As Glenda Abramson has observed in her recent survey of Hebrew literature of the First World War, Burla is distinguished from contemporary accounts written by European immigrants by the fact that his is a native’s tale. His stories are full of sympathy for the common soldier and reflect a “traditional devotion to the land, shared by the other, non-Jewish, peoples of Palestine, as their common inheritance.” The horrors of the war certainly exist in Burla’s works—the apex of which is the chilling duty to kill one’s fellow man—but they are the general lot of all soldiers rather than the distinct misfortune of the Jew. It is here that Burla’s stories are most at odds with well-known accounts by European Jewish soldiers, such as Avigdor Hameiri, who served in the Habsburg army and for whom the military’s systematic anti-Semitism and arbitrary cruelty led to his alienation from his Austrian homeland and corresponding embrace of political Zionism.
As a Sephardi Jew who wrote in Hebrew but displayed none of the ideological fervor associated with Zionist writers of the period, Burla has often fallen between the cracks of Hebrew literary criticism and his work, particularly his war stories, have received little scholarly attention. Indeed, the dominant forces in Hebrew literary studies have dismissed Burla as a “naïve writer, revealing none of the complexities found, for example, in the work of Agnon.” While it is true that Burla’s stories are not on literary par with those of Agnon—a master modernist and Nobel laureate—Burla gives us invaluable description of an Ottoman soldier’s experience in the First World War. At the very least, the largely autobiographical nature of Burla’s stories renders them an important source for historians interested in the war in the Middle East. As literary creations, these stories may indeed be lacking, but as historical remnants of the Ottoman and Jewish past, Burla surely has much to offer.

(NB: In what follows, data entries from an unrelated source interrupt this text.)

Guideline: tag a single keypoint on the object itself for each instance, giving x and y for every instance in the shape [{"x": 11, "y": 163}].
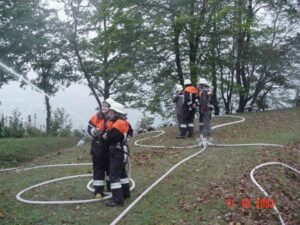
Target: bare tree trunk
[
  {"x": 177, "y": 32},
  {"x": 48, "y": 118}
]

 Yehuda Burla, Beli Kokhav: Roman – Sipurei milchama (Tel Aviv: Hotsa’at Dvir-Masadah, 1962).
 Glenda Abramson, Hebrew Writing of the First World War (London: Vallentine Mitchell, 2008), 345.
 Avigdor Hameiri, The Great Madness, trans. Yael Lotan (Haifa: Or-Ron Publishing House Ltd., 1984).
 Gershon Shaked as quoted by Glenda Abramson. See: Abramson, Hebrew Writing of the First World War: 334. Avinoam Barshai, ed. Yehuda Burla: mivhar ma’amarim al yetzirato (Tel Aviv: Am Oved, 1975), 28.